The relationship between Mourinho and Pérez remains strong, and that bond has opened the door. Now the president must decide whether to hand over the kind of sweeping authority he has previously refused other candidates. It would mark a significant shift in how Madrid operate — and everyone inside Valdebebas knows it.
A Dressing Room on the Brink
The pressure for change is not just coming from the league table. It is coming from the training ground.
The atmosphere at Valdebebas has turned toxic, and in recent days it has boiled over. A serious altercation between Federico Valverde and Aurelien Tchouameni escalated into physical violence, leaving Valverde hospitalised. For a club that has always prided itself on projecting control and glamour, the incident has been a jarring public crack in the façade.

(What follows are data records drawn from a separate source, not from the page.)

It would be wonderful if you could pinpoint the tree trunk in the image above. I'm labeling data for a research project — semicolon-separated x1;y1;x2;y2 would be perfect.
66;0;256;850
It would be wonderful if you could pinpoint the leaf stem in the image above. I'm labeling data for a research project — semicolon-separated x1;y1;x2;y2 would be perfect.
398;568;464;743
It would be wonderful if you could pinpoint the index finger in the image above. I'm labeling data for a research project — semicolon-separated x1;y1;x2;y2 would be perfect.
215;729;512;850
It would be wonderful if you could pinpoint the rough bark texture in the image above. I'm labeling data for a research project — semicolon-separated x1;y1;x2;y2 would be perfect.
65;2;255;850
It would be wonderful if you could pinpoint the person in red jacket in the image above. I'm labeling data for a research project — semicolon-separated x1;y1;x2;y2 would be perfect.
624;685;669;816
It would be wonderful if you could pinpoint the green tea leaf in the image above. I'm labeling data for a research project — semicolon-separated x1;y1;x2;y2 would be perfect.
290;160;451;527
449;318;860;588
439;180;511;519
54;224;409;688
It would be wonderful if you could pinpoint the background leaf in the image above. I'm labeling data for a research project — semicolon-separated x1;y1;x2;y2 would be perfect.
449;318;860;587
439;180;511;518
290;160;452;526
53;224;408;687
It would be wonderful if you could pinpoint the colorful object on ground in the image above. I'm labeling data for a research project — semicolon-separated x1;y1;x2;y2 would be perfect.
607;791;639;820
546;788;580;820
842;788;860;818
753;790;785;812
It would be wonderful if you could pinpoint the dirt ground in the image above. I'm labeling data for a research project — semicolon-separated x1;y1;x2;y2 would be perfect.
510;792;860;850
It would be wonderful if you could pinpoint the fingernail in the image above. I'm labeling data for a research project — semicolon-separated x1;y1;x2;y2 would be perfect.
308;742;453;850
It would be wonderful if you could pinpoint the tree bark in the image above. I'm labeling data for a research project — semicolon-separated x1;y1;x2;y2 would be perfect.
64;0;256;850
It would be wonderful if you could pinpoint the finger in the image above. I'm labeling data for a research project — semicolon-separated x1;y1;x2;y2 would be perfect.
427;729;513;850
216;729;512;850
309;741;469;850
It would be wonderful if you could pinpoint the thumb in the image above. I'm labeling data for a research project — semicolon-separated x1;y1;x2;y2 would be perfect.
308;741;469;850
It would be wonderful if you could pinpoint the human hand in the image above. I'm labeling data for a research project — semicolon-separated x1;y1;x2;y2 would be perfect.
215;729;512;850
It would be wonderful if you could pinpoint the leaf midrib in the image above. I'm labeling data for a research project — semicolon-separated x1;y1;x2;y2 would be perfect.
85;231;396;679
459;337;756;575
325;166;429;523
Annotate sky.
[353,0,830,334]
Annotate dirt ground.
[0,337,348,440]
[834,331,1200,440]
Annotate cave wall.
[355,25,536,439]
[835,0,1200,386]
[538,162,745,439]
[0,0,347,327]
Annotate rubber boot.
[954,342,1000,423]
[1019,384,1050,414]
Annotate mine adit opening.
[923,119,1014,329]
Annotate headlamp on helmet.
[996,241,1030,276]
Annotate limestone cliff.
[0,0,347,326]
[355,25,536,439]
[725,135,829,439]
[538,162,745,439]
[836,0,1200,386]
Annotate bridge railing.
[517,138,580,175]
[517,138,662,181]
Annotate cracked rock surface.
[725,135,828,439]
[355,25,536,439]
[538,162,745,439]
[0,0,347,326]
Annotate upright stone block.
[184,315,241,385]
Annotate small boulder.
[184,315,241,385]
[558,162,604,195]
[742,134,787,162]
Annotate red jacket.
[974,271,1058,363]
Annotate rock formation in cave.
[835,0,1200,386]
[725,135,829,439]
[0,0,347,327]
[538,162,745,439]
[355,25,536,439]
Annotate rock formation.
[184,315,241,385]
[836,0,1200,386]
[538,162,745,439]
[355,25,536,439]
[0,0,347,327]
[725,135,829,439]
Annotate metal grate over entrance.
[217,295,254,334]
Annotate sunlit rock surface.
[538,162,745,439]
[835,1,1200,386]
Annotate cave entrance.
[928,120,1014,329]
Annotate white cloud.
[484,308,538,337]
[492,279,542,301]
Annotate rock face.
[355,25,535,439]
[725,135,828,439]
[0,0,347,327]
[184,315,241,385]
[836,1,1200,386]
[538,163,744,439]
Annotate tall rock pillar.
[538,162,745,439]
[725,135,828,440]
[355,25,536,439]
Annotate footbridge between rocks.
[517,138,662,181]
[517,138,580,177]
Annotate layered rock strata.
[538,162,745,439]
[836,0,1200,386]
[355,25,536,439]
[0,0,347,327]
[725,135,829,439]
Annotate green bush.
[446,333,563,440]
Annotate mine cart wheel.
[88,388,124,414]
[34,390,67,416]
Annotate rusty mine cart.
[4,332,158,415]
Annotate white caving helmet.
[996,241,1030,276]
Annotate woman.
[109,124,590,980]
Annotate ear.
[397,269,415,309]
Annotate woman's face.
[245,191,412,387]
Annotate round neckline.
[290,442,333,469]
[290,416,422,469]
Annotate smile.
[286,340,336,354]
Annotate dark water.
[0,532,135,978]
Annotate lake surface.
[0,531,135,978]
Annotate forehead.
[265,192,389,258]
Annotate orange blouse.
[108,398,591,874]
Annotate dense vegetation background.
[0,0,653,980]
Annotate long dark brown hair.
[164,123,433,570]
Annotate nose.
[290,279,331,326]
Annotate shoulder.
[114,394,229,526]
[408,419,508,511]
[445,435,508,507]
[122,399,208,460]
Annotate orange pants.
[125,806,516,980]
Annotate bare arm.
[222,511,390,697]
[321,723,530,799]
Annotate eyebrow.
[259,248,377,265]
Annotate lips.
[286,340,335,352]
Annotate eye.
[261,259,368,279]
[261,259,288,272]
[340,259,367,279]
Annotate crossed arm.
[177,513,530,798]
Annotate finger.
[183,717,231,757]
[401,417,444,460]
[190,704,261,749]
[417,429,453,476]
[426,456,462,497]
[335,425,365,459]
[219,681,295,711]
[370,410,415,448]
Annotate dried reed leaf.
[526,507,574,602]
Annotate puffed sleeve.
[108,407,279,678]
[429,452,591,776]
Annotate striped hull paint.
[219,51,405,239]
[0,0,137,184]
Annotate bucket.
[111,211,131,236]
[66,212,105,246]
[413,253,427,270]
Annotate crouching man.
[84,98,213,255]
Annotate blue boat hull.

Tension has been building for months. The captain has already gone public with complaints about “moles” in the dressing room, accusing unnamed teammates of leaking information from inside the squad. Those comments confirmed what many around the club already suspected: the unity is gone, the trust fractured.
Within the boardroom, the conclusion is now blunt. A total overhaul of the playing staff is seen as unavoidable. Old certainties have crumbled, cliques have formed, and the feeling is that only a hard reset can restore order.
Mourinho, of course, built his reputation on precisely that kind of reset.
A Clasico with Consequences
All of this unfolds against a brutal competitive backdrop. Madrid travel to Barcelona on Sunday knowing the equation is simple and unforgiving: anything short of victory will mathematically end their already slim hopes of reclaiming the league title.
The match is more than a Clasico. It is a referendum on the current regime and a backdrop to the club’s biggest decision of the summer.
Beyond the noise on the pitch, a key clause looms large. Madrid must decide whether to activate Mourinho’s €3 million release clause at Benfica, which becomes valid in the first 10 days after the Portuguese season finishes. The window is narrow, the stakes enormous.
Pérez is expected to move quickly once the Clasico dust settles. Either he grants Mourinho the unprecedented authority he craves and hands him the keys to a divided squad, or he walks away from the idea of a second coming and searches for another way to cleanse a dressing room that has turned on itself.
For a club that has built its identity on control, power and relentless success, the choice is stark: double down on the most confrontational coach of his generation, or gamble that someone else can tame a storm Mourinho was born to walk into.